The problem with latency

Digging in the tramp-sh.el (the implementation of the TRAMP SSH methods) was illuminating, because I think I understand now how it works. Every time you run make-process, tramp would allocate a temporary buffer for the command and run that command over ssh by executing ssh -o ControlMaster=... <user>@<host> <command>. It means that for every command you end up executing the SSH client again. As you can see, we have the ControlMaster option, which makes things better by not forcing the SSH client to reestablish the connection every time, instead reusing the existing one.

The re-launching of the ssh client is still problematic, because depending on the ssh configuration it may require initializing things like PAM modules and in practice on some machines I see it take 0.2 seconds on average. And of course that adds latency to every emacs action.

Race conditions in the primary tramp session

The make-process is not the only mechanism for running commands though. For a lot of operations, there's a dedicated shell opened in a background which is used to query directory contents, executable paths, and so on. The associated buffer will be named something like *tramp/ssh <hostname>*. It has an associated process (ssh <user>@<host> /bin/sh) and the commands are sent there with proces-send-string.

The problem with process-send-string is that it's not "reentrant". It means that if a timer triggers sending a command via this method while another command is being processed, the results are surprising. Here's roughly what it does:

;; Clean up the buffer.  We cannot call `erase-buffer' because
;; narrowing might be in effect.
(let ((inhibit-read-only t)) (delete-region (point-min) (point-max)))
...
;; This must be protected by the "locked" property.
(with-tramp-locked-connection p
    ...
    )
...

As you can see, the buffer cleanup is not protected by a lock, so in case of reentrant process-send-string, another command will potentially destroy part of the output of whichever command came first. This is not an abstract problem: in fact, if you enable any advanced completion framework like Corfu and try to run commands in eshell, you'll reproduce it pretty quickly. This is because Corfu uses timers to collect completion candidates in background to not lock the user input.

Potential solution

I'd say that many processes started up by emacs on remote machines don't need to be allocated their own SSH session. Especially if they don't need a TTY. What we could do instead is make the primary tramp ssh session be able to multiplex multiple parallel commands at once. This can be done by starting a Python or Perl program on the remote side which will spawn processes when it receives a command via stdin to do so. The command will contain a unique number associated with a particular call, and every line from that process will be prefixed with the number. The receiver will then know how to differentiate which output line is from which program.

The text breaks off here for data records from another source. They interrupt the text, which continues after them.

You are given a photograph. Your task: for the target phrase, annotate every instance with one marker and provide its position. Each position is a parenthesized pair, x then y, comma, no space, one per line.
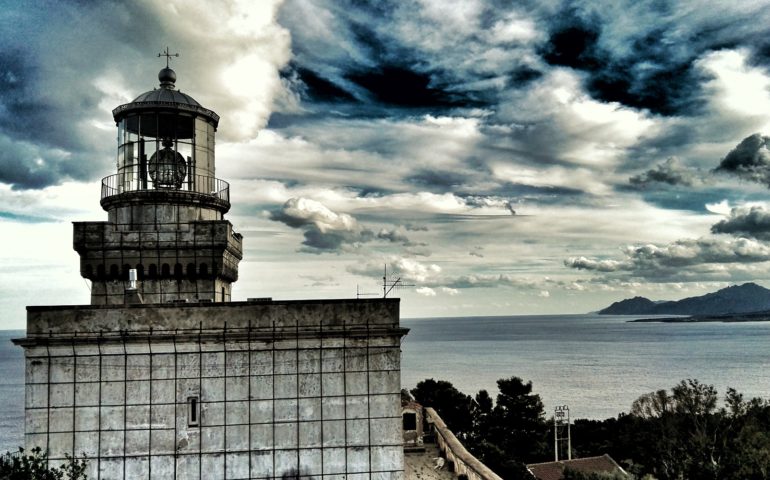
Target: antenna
(360,294)
(388,284)
(560,420)
(167,55)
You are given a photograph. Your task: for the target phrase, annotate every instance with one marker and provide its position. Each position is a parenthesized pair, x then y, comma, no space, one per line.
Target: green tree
(454,407)
(34,466)
(517,423)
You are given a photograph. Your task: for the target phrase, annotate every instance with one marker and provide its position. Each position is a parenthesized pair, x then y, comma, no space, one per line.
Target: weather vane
(167,55)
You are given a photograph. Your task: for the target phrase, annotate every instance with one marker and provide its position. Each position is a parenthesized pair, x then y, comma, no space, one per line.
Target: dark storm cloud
(328,231)
(645,78)
(435,180)
(750,160)
(402,86)
(705,256)
(649,64)
(317,88)
(49,60)
(670,172)
(751,222)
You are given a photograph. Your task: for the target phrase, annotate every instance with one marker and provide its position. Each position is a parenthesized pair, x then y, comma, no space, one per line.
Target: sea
(597,365)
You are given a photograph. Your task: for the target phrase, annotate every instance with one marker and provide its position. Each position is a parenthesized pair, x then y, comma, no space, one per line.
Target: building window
(193,412)
(410,421)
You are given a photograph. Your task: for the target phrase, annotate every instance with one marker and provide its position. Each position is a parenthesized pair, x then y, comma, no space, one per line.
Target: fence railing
(464,463)
(201,184)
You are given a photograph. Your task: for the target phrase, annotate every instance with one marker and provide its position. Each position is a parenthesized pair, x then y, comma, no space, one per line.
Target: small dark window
(193,411)
(410,421)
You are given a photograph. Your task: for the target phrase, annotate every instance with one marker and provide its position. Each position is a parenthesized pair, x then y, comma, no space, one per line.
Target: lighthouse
(165,207)
(162,375)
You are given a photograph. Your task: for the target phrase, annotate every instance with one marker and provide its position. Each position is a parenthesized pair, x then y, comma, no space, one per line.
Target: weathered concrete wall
(307,389)
(192,261)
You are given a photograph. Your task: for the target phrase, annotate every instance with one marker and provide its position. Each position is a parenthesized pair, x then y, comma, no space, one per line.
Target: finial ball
(167,77)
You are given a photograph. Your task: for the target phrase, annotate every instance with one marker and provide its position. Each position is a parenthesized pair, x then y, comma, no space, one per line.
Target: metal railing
(200,184)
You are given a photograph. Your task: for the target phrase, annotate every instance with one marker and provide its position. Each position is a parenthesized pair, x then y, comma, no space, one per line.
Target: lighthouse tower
(165,208)
(162,376)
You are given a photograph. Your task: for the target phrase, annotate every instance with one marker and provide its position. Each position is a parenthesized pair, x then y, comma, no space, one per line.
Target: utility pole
(561,420)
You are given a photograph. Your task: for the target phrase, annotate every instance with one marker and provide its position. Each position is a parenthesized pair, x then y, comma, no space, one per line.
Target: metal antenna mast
(388,284)
(167,55)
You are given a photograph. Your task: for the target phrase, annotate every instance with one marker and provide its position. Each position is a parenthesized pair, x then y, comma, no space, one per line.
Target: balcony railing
(200,184)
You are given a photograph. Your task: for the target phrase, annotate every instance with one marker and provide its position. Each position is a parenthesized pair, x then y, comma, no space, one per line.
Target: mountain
(630,306)
(745,298)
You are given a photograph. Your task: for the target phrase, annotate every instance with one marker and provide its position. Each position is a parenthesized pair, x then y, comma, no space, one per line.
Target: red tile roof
(555,470)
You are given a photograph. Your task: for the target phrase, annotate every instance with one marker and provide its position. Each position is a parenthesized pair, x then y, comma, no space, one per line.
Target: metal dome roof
(166,95)
(165,98)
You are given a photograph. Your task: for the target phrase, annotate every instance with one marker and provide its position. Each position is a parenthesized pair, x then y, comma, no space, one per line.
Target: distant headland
(738,303)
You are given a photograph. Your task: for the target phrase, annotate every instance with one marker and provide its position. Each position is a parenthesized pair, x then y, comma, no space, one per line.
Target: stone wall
(461,461)
(239,390)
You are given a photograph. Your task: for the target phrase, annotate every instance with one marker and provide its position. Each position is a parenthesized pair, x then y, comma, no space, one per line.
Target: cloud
(426,291)
(685,257)
(750,160)
(58,87)
(750,221)
(670,172)
(408,269)
(326,230)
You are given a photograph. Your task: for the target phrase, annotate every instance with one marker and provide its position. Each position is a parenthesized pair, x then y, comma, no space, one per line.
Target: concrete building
(162,376)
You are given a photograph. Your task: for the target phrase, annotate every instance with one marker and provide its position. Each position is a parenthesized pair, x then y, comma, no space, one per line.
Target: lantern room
(165,142)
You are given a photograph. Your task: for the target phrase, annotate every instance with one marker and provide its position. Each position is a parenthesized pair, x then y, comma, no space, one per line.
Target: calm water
(595,364)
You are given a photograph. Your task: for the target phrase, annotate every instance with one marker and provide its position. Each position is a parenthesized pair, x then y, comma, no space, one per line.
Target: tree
(518,421)
(453,406)
(34,466)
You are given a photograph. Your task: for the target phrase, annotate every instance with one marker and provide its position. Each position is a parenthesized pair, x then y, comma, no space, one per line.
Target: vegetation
(34,466)
(669,435)
(503,434)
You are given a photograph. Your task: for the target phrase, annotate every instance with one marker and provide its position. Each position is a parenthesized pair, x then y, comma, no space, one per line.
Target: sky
(500,158)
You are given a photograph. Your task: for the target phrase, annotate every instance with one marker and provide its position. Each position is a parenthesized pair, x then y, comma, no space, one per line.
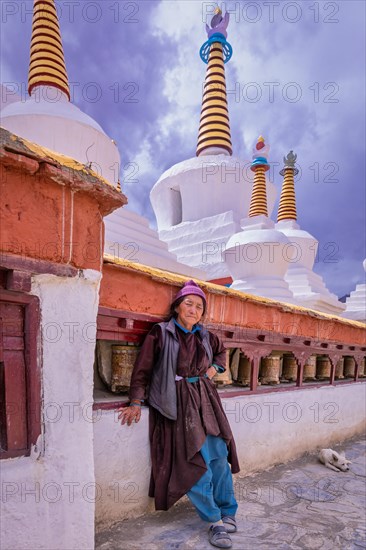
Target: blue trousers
(213,494)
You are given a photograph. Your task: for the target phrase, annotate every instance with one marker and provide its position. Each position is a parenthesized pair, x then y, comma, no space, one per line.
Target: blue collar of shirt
(186,331)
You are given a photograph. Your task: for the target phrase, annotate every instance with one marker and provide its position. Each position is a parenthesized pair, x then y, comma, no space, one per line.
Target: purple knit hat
(190,287)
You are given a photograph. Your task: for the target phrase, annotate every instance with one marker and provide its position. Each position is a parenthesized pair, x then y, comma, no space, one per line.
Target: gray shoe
(218,536)
(230,524)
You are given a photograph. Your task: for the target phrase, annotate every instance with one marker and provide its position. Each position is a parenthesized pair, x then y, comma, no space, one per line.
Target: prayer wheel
(289,368)
(234,364)
(225,378)
(349,367)
(362,368)
(123,360)
(270,369)
(244,371)
(323,367)
(310,369)
(339,369)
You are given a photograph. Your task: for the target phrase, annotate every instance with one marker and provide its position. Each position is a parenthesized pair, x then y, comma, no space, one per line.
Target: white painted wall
(48,501)
(268,429)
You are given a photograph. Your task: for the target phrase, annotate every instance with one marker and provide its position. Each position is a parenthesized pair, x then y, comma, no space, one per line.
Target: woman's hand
(211,372)
(129,414)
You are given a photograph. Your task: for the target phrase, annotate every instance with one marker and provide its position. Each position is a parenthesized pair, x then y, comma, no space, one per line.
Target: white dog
(334,461)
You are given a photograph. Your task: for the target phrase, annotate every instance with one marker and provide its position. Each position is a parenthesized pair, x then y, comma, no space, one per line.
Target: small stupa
(256,256)
(48,117)
(200,202)
(307,287)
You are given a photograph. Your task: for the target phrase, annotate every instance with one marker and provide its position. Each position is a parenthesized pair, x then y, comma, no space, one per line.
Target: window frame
(32,369)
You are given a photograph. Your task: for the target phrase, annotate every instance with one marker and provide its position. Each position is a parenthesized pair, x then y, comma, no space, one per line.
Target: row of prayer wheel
(277,368)
(273,370)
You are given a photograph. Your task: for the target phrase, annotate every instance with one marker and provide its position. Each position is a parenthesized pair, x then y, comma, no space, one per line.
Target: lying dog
(334,461)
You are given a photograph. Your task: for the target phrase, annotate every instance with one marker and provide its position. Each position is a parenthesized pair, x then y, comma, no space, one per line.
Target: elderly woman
(190,437)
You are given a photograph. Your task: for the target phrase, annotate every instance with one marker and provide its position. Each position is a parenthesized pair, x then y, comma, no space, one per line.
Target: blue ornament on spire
(217,33)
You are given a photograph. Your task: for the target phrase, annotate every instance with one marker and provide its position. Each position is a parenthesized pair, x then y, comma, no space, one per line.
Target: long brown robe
(177,463)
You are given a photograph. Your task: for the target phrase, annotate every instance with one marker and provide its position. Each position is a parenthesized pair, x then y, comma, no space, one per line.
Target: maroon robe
(177,463)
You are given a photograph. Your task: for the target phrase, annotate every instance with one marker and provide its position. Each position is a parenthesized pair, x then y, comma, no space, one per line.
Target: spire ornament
(214,134)
(258,203)
(287,206)
(47,63)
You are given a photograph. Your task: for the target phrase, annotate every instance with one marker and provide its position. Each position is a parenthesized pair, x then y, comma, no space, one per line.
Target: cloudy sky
(297,76)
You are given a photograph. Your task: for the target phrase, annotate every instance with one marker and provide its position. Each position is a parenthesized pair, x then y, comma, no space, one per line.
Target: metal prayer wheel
(323,367)
(349,367)
(362,368)
(310,369)
(289,368)
(270,369)
(123,360)
(244,370)
(234,363)
(225,378)
(339,369)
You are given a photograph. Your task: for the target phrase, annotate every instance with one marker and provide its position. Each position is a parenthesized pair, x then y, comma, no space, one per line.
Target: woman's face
(190,311)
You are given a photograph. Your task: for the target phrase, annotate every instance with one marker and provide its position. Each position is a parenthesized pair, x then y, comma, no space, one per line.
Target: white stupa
(307,287)
(200,202)
(256,255)
(48,118)
(356,303)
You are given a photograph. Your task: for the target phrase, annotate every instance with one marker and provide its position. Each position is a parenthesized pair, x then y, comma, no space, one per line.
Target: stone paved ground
(296,505)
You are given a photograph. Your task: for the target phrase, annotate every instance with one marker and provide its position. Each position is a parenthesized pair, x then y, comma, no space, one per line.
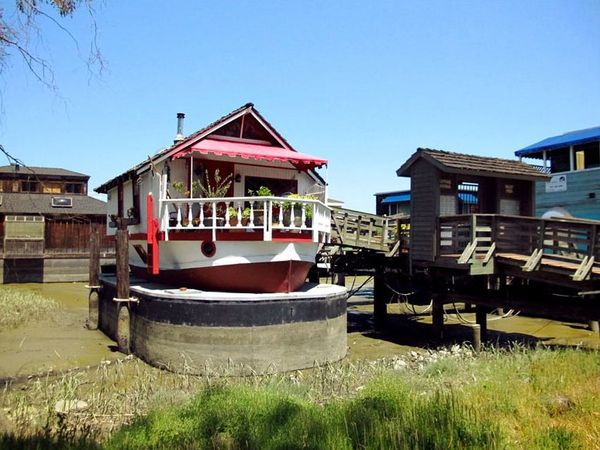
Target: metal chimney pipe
(179,135)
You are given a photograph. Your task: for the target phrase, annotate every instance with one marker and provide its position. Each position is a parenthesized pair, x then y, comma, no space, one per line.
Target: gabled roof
(30,203)
(570,138)
(195,137)
(483,166)
(14,169)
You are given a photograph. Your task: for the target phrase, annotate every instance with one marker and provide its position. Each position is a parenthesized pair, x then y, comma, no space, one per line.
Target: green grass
(18,307)
(516,398)
(386,415)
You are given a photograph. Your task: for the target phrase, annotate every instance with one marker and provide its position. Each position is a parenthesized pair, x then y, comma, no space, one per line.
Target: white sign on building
(557,183)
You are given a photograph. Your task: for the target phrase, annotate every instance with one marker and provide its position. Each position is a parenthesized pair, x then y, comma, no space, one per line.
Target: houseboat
(232,207)
(573,161)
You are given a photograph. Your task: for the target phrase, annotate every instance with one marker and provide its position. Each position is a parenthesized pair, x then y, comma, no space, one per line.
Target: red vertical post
(152,261)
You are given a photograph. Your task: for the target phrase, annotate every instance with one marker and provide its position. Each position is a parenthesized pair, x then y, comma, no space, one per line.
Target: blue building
(573,161)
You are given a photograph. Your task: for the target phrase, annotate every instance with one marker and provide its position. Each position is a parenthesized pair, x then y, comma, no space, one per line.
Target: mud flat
(55,343)
(241,333)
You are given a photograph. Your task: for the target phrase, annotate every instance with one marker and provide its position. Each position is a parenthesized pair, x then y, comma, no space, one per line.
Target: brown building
(46,218)
(449,184)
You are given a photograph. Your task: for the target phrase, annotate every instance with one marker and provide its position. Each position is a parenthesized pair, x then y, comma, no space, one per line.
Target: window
(29,186)
(559,160)
(587,156)
(74,188)
(278,187)
(51,188)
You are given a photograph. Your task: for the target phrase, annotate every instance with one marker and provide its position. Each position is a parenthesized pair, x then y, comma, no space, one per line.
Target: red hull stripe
(228,235)
(282,276)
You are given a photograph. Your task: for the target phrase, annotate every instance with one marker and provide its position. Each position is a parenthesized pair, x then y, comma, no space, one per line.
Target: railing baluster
(240,218)
(280,217)
(178,224)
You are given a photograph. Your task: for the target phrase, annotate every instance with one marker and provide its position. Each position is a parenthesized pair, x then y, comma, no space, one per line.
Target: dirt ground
(64,343)
(58,343)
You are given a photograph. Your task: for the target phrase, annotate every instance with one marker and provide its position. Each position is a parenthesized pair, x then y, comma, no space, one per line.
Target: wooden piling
(476,337)
(437,315)
(339,278)
(123,327)
(380,297)
(94,282)
(481,319)
(122,289)
(313,274)
(122,258)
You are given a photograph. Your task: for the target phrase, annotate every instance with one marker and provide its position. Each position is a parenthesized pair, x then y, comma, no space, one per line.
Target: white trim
(269,129)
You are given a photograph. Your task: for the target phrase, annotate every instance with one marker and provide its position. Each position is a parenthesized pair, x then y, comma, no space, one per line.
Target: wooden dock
(540,266)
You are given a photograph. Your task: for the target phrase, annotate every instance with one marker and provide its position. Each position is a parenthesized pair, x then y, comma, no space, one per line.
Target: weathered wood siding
(576,199)
(424,210)
(70,236)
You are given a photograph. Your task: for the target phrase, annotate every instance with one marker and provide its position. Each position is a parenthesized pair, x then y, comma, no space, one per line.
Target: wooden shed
(46,218)
(447,184)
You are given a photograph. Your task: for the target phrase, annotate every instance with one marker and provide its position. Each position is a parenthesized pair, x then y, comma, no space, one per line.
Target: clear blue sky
(362,84)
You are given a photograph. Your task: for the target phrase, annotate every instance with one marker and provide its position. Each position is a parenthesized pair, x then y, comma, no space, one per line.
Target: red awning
(252,151)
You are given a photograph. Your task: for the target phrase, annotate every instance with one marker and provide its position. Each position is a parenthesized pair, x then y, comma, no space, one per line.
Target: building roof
(193,139)
(563,140)
(397,198)
(15,169)
(483,166)
(30,203)
(252,151)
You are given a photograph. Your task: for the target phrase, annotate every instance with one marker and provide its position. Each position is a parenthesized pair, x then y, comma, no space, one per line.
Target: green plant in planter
(232,212)
(216,189)
(287,206)
(262,191)
(179,186)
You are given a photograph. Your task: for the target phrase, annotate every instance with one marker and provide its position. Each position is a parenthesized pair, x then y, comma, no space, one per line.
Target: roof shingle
(472,165)
(30,203)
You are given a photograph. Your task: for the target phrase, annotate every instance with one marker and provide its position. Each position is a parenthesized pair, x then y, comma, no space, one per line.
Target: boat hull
(233,266)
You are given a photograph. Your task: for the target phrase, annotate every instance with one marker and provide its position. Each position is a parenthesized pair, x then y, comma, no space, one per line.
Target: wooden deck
(561,251)
(531,247)
(362,230)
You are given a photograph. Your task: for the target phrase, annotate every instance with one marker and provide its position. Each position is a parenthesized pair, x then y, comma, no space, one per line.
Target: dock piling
(481,320)
(94,282)
(380,297)
(476,328)
(122,289)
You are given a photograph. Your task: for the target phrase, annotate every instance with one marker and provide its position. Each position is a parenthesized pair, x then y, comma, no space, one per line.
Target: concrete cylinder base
(218,333)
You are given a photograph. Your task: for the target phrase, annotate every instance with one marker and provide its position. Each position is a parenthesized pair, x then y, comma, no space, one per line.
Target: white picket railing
(252,213)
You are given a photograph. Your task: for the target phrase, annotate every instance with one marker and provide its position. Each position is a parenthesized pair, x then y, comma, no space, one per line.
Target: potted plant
(218,188)
(233,218)
(179,187)
(262,191)
(297,208)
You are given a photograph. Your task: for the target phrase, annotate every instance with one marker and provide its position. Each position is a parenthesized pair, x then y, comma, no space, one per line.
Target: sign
(557,183)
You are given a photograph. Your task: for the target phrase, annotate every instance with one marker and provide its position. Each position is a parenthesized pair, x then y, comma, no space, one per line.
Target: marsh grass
(515,398)
(17,307)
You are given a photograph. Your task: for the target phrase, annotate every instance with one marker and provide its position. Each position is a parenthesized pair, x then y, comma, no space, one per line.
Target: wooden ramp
(362,230)
(552,249)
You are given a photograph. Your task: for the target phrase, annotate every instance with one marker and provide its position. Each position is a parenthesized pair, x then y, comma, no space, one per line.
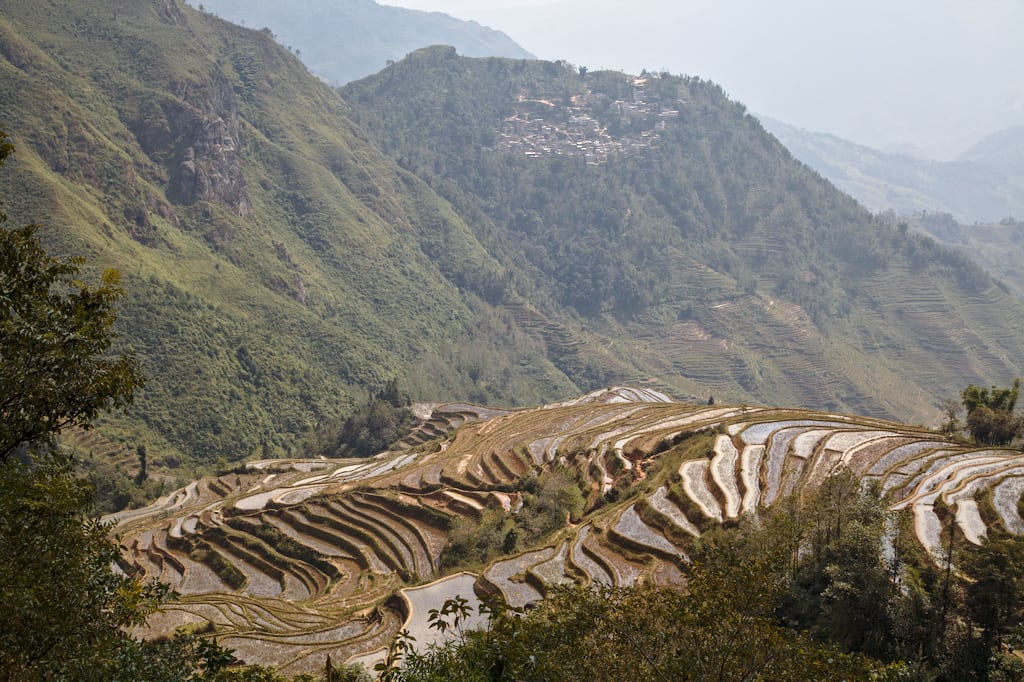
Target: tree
(54,336)
(64,610)
(990,417)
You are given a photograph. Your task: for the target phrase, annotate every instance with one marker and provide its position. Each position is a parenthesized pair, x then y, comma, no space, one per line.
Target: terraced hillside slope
(687,240)
(290,560)
(279,265)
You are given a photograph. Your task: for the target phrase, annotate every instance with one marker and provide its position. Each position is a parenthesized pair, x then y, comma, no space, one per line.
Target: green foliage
(549,502)
(64,610)
(990,417)
(830,586)
(54,334)
(708,228)
(371,429)
(722,631)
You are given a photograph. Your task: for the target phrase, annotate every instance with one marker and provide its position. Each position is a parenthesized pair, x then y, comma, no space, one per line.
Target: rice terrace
(290,560)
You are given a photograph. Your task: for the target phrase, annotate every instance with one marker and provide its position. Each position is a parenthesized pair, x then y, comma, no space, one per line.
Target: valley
(290,560)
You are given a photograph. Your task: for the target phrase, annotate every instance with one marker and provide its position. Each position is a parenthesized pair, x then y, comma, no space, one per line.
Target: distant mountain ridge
(985,183)
(706,251)
(287,250)
(345,40)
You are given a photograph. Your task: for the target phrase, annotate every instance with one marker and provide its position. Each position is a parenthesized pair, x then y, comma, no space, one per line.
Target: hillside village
(549,127)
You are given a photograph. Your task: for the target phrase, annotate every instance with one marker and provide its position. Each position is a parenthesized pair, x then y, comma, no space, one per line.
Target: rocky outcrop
(205,122)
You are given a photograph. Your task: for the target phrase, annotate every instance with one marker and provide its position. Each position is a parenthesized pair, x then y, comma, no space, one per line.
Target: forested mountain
(665,219)
(982,184)
(529,231)
(278,264)
(343,40)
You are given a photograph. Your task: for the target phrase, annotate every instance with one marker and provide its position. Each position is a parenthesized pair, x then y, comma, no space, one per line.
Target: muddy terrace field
(290,560)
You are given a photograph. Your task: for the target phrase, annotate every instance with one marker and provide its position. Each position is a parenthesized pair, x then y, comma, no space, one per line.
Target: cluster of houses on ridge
(549,128)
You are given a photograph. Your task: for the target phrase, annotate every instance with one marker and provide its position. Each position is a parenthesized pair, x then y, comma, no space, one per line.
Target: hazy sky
(938,74)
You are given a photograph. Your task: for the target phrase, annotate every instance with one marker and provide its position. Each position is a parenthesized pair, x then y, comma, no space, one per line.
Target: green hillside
(343,41)
(659,215)
(278,264)
(528,231)
(984,183)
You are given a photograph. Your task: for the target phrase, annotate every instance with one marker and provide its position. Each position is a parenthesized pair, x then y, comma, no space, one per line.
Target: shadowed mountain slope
(351,39)
(666,218)
(276,263)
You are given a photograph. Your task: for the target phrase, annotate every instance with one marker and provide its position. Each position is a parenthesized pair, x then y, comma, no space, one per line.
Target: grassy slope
(755,280)
(251,328)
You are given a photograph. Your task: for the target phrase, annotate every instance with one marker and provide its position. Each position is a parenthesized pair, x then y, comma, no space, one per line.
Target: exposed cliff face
(204,125)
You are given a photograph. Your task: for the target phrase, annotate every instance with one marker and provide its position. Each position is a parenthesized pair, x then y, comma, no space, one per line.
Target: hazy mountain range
(985,183)
(287,249)
(936,75)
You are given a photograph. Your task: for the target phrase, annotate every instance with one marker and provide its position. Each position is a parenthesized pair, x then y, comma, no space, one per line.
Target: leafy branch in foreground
(54,333)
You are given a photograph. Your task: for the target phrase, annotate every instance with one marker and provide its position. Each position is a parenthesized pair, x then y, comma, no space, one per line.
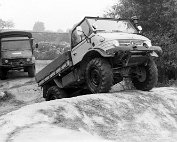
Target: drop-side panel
(53,66)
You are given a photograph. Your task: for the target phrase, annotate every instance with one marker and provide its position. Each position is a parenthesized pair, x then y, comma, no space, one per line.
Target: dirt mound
(129,116)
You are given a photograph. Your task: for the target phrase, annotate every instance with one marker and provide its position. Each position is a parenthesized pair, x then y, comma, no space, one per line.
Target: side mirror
(79,30)
(140,29)
(36,45)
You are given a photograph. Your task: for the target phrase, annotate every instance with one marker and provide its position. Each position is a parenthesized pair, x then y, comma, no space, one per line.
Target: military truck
(16,53)
(104,51)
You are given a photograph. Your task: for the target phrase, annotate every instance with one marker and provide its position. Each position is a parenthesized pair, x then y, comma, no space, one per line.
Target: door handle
(74,53)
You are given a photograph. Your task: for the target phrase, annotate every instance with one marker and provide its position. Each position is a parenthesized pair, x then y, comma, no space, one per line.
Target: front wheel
(31,71)
(3,74)
(99,76)
(145,76)
(55,92)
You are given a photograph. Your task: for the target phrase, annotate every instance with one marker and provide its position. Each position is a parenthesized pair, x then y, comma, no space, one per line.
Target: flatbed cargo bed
(54,67)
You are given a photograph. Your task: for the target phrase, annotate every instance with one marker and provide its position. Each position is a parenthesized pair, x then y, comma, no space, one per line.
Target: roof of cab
(15,34)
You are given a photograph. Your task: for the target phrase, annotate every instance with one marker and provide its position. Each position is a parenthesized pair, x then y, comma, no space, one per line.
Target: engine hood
(16,54)
(112,36)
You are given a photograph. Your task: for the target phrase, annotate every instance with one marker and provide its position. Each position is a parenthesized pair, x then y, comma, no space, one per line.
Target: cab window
(75,38)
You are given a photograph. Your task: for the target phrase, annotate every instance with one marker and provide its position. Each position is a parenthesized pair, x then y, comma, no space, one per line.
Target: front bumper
(135,50)
(15,63)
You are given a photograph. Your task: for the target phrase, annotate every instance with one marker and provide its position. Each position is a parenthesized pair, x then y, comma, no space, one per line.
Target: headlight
(115,42)
(28,59)
(33,59)
(147,43)
(6,61)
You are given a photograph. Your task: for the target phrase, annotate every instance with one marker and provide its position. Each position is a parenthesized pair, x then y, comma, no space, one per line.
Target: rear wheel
(99,76)
(145,77)
(55,92)
(3,74)
(31,71)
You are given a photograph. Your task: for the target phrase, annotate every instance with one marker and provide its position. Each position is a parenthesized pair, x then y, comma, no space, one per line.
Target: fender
(156,49)
(100,51)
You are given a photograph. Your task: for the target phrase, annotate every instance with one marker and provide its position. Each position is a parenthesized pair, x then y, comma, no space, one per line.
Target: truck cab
(16,53)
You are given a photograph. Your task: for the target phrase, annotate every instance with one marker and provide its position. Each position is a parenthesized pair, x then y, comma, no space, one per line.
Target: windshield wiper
(116,31)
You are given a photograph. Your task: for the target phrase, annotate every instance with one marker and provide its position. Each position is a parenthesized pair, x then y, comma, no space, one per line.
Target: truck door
(79,43)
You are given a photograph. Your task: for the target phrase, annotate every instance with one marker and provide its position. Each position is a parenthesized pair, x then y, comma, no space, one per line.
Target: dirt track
(20,90)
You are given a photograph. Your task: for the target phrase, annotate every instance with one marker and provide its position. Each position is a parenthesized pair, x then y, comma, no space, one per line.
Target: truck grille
(16,62)
(131,42)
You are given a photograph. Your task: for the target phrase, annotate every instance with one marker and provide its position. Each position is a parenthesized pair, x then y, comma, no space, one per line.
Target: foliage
(38,27)
(159,21)
(6,24)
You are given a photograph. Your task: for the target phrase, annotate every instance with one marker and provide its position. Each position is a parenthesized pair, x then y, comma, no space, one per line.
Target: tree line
(159,21)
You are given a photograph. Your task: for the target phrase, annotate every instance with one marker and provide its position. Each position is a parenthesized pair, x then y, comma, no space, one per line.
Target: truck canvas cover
(53,66)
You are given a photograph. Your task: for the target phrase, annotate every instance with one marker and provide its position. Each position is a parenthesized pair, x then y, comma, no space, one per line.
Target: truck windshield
(15,45)
(106,25)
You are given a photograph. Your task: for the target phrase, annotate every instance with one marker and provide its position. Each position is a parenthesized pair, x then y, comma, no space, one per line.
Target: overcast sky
(56,14)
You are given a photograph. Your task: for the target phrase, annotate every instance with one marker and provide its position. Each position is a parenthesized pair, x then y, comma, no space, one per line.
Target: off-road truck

This multiplexer program can also implement the base set of commands that tramp needs, such as listing files, getting file properties, and so on. Just to avoid the extra bash calls and parsing overhead.

The protocol of the multiplexer may be as follows:

1 run-text wc -l
1 stdin foo\n
1 stdin bar\n
1 stdin baz\n
1 stdin-close

The server will respond with:

1 stdout 3\n
1 stdout-close
1 exit 0

The 1 in the beginning of each line corresponds to the prefix sent at the initial run-text. If you were to run this with run-bin, the stdin and stdout lines will need to be base64-encoded and chunked. On the Emacs side, these lines can be read back, and distributed across individual process buffers.